Quelques minutes après, Maïa avait une somme rondelette, un carrosse avec deux chevaux bruns et une tenue des plus affriolantes. Je regardais la voiture partir avec la tahora quelque peu inquiète pour elle. Mais je chassais mes craintes et allais dans le petit salon, là où il y avait la plus belle bibliothèque privée de Cescan. L’époux de ma défunte mère était un grand lecteur. Textes anciens, poésies, théâtre, romans d’action, d’aventure,… Il y avait du choix donc.

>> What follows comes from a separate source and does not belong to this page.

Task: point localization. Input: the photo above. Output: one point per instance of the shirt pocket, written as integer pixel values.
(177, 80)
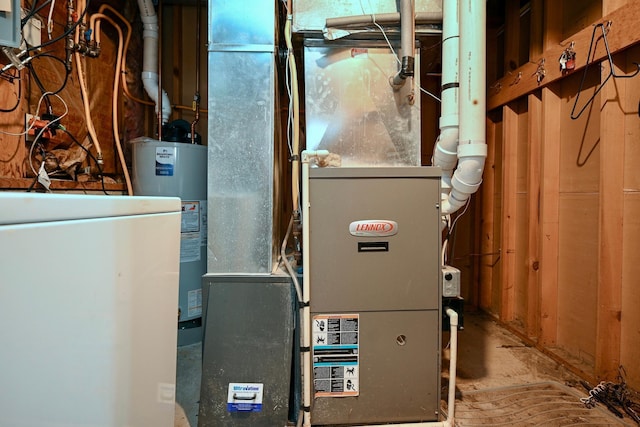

Je restais plantée un bon moment devant les étagères remplies de livres aux couvertures en cuir de différentes couleurs. La tête penchée sur la droite pour mieux lire les titres, j’avançais à petits pas. Je vis un livre à la couverture bleue topaze. Le titre était « Bans Enac ». Les guerres de l’Elue des Dieux. Je le pris délicatement et m’assis dans un fauteuil confortable. Je commençais à lire l’ouvrage et ne vis pas le temps passer.

Nathä, une servante à la peau noire de la race des xens, me tira de ma belle et longue lecture. Elle m’informa que le déjeuner était servi. Je la remerciais, posais le livre sur une console et allais vers la salle à manger. Mes amis et alliés était déjà attablés. Ce midi il y avait des pommes de terre sautées avec de la langue de bœuf.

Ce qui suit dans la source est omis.